Hillary refuse la politique des paillettes. Alors, ici dans le Lawrence County, l’une des régions les plus pauvres de l’Etat, elle a fait venir des mères divorcées. Pendant deux heures, elle se veut à leur écoute. Sa campagne surnomme cela : "Hillary et ses solutions pour l’Amérique".

 

Dans une mise en scène parodiant une bonne émission de télé–réalité, la candidate confesse publiquement "deux mères en grande difficulté", Bridget et Janee.

Bridget élève un enfant seule et est ruinée. Janee a quatre enfants dont un handicapé. Elle ne peut plus payer les soins médicaux dans ce pays où la sécurité sociale n'existe pas. Hillary "passionnée, bouleversée par ces drames et ces dames" se veut amie et psy. Brillante, intelligente, sensible, émue, elle les console avant de leur expliquer avec brio, sa réforme de santé. Et pourquoi bien sûr "elle est meilleure que tout le monde".

 

Dans la salle, nous, sales vautours de la presse sommes impressionnés. Hillary défend avec force, vigueur et passion son programme de santé. Elle apparait avocate infatigable de ces "working moms, ces femmes qui travaillent et qui souffrent tant".  L’Amérique Clinton renaît !

 

Mais subitement, une femme se lève. Elle a du mal à parler. En pleurs, elle apostrophe le sénateur Clinton : "SVP Hillary, aidez-moi, je suis endettée, ruinée, mon mari est malade,  je ne peux plus rien payer… que dois-je faire ?". On entendrait une mouche voler… Hélas ! Seul l’écho des larmes résonne. Cette femme au chômage désespérée affiche son malheur et appelle à l’aide Hillary. Les caméras sont braquées. C’est alors le moment… Une petite seconde d'hésitation et un léger recul d'Hillary. D’une voix dure et cassante, elle regarde de côté cette femme puis déclare : "Je vois effectivement  que ca va très mal pour vous...".  Puis elle enchaîne pour répéter comme une machine toutes ses propositions économiques. Huit minutes de discours face aux pleurs.

 

Inconsciemment, l’image de Barack surgit. Qu’aurait-il dit ? Qu’aurait-il fait ? Selon nous, Barack serait descendu de son estrade pour simplement serrer le désespoir sur son cœur. L’image aurait été partout et la presse de plus en plus amoureuse aurait bien mis en Une un candidat si proche de tout. Mais Barack n'était pas là et il n’y a donc rien à raconter sinon des faits.

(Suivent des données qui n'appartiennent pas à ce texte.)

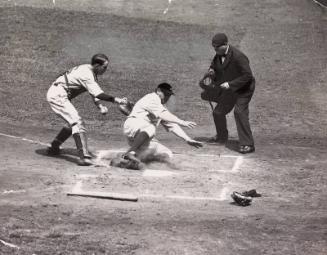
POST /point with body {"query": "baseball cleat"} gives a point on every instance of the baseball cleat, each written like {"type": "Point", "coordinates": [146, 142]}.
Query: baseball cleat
{"type": "Point", "coordinates": [90, 155]}
{"type": "Point", "coordinates": [246, 149]}
{"type": "Point", "coordinates": [53, 151]}
{"type": "Point", "coordinates": [84, 162]}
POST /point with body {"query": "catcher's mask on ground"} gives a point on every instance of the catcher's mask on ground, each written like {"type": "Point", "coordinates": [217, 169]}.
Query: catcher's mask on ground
{"type": "Point", "coordinates": [165, 91]}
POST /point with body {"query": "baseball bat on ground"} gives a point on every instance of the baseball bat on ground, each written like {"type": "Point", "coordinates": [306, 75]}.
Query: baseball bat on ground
{"type": "Point", "coordinates": [104, 195]}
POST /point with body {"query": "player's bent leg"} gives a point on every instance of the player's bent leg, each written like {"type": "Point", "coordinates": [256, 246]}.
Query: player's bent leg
{"type": "Point", "coordinates": [83, 161]}
{"type": "Point", "coordinates": [62, 136]}
{"type": "Point", "coordinates": [80, 138]}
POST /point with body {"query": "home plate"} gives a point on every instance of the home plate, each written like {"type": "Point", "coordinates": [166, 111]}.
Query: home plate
{"type": "Point", "coordinates": [157, 173]}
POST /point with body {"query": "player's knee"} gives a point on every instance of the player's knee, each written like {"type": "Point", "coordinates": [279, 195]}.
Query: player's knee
{"type": "Point", "coordinates": [78, 127]}
{"type": "Point", "coordinates": [150, 130]}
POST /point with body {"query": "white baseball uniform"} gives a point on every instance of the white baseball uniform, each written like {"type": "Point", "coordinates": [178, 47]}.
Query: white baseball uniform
{"type": "Point", "coordinates": [69, 85]}
{"type": "Point", "coordinates": [145, 118]}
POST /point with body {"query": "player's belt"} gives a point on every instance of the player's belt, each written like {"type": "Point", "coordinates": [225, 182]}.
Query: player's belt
{"type": "Point", "coordinates": [69, 94]}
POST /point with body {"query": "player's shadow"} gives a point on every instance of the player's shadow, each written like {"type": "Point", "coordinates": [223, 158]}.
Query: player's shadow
{"type": "Point", "coordinates": [68, 154]}
{"type": "Point", "coordinates": [232, 145]}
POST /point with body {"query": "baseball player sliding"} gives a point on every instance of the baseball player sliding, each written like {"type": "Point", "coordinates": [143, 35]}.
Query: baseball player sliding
{"type": "Point", "coordinates": [68, 86]}
{"type": "Point", "coordinates": [140, 127]}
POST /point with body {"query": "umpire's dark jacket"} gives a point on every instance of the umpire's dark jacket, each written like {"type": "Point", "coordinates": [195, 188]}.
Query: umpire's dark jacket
{"type": "Point", "coordinates": [236, 71]}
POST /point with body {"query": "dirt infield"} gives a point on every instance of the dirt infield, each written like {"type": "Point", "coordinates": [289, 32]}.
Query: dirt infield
{"type": "Point", "coordinates": [183, 207]}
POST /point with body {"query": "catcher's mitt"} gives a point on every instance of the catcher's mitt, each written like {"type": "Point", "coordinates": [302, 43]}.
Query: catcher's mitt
{"type": "Point", "coordinates": [241, 199]}
{"type": "Point", "coordinates": [207, 81]}
{"type": "Point", "coordinates": [126, 108]}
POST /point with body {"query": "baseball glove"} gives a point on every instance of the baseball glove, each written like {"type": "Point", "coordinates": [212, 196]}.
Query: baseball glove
{"type": "Point", "coordinates": [241, 199]}
{"type": "Point", "coordinates": [126, 108]}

Hillary est apparue telle qu’elle est devenue après des années de vie dans une bulle. Une machine politique formidable, incapable du moindre sentiment en public. Une dame de fer implacable, rodée à tous les sales coups sauf à ceux de l'humanité. 

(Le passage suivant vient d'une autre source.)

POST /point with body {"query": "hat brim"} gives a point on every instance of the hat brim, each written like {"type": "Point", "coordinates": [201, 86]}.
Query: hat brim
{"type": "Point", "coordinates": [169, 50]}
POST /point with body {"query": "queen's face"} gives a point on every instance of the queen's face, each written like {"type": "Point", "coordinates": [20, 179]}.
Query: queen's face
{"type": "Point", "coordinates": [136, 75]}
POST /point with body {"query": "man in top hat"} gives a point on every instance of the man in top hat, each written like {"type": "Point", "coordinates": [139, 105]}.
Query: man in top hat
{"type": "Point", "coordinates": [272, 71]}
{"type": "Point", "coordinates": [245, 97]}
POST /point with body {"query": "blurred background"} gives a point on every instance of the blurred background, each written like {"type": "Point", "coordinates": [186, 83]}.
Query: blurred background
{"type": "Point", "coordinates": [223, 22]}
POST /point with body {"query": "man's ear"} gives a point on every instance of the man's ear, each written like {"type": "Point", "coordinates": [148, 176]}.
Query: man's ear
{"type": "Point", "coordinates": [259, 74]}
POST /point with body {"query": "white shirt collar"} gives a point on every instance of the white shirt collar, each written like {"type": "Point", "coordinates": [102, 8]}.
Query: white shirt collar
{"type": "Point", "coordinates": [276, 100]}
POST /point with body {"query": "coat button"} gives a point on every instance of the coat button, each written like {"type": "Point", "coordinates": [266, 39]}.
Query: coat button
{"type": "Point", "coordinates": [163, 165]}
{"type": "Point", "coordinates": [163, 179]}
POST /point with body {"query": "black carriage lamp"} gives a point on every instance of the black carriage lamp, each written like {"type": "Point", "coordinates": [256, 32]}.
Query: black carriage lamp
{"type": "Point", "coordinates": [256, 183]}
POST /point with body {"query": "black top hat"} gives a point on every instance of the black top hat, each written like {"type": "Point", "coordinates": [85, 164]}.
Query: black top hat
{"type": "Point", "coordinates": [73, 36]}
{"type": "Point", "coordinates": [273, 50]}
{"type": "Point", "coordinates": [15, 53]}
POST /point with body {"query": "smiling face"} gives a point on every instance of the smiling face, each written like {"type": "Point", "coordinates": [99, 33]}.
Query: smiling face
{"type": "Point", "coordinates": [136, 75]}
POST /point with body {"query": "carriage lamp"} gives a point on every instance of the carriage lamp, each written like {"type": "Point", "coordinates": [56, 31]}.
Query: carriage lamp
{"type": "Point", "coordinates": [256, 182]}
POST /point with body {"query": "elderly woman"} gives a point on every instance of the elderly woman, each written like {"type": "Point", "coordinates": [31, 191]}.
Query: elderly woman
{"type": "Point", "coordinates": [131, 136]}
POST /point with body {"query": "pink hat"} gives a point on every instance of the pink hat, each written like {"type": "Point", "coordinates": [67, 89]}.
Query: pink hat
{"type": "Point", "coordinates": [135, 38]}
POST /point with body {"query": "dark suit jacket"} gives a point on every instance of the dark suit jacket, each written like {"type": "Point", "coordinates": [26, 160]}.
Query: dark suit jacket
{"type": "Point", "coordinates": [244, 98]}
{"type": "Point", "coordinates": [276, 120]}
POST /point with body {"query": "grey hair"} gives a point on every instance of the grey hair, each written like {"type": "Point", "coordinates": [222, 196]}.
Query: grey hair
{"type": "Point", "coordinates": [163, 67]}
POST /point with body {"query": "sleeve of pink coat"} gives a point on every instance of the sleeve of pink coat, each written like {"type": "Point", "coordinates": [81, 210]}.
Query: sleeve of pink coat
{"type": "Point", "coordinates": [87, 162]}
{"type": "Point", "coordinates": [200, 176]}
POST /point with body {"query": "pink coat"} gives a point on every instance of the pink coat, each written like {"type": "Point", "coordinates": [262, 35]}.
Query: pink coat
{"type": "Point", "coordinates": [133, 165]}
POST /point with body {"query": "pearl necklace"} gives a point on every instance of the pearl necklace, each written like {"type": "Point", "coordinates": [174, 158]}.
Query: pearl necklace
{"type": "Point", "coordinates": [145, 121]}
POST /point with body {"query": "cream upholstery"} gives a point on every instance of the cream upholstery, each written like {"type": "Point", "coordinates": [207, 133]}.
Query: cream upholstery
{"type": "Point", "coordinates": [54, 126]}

Un peu plus tard, en coulisses, sous mes yeux, elle a demandé d’une voix agressive, "un verre d'eau". Deux esclaves de campagne sont arrivés. En deux secondes, ils lui ont aussi installé un petit tabouret pour qu’elle puisse bien poser ce verre au cas où… La reine était servie.

 

On avait envie simplement envie de hurler à Hillary d'arrêter tout. Le tabouret, le staff à ses pieds qui la conseille de ne rien risquer, cette équipe qui lui dit de répéter comme une machine ses idées et de ne jamais improviser. Tous ces gens de communication trop payés qui l’appellent déjà "MTP, Madam The President".

On avait vraiment envie de leur dire à tous d’aller passer quelques minutes chez cette femme qui pleurait.  

Bien loin d'un royaume si insensible au peuple.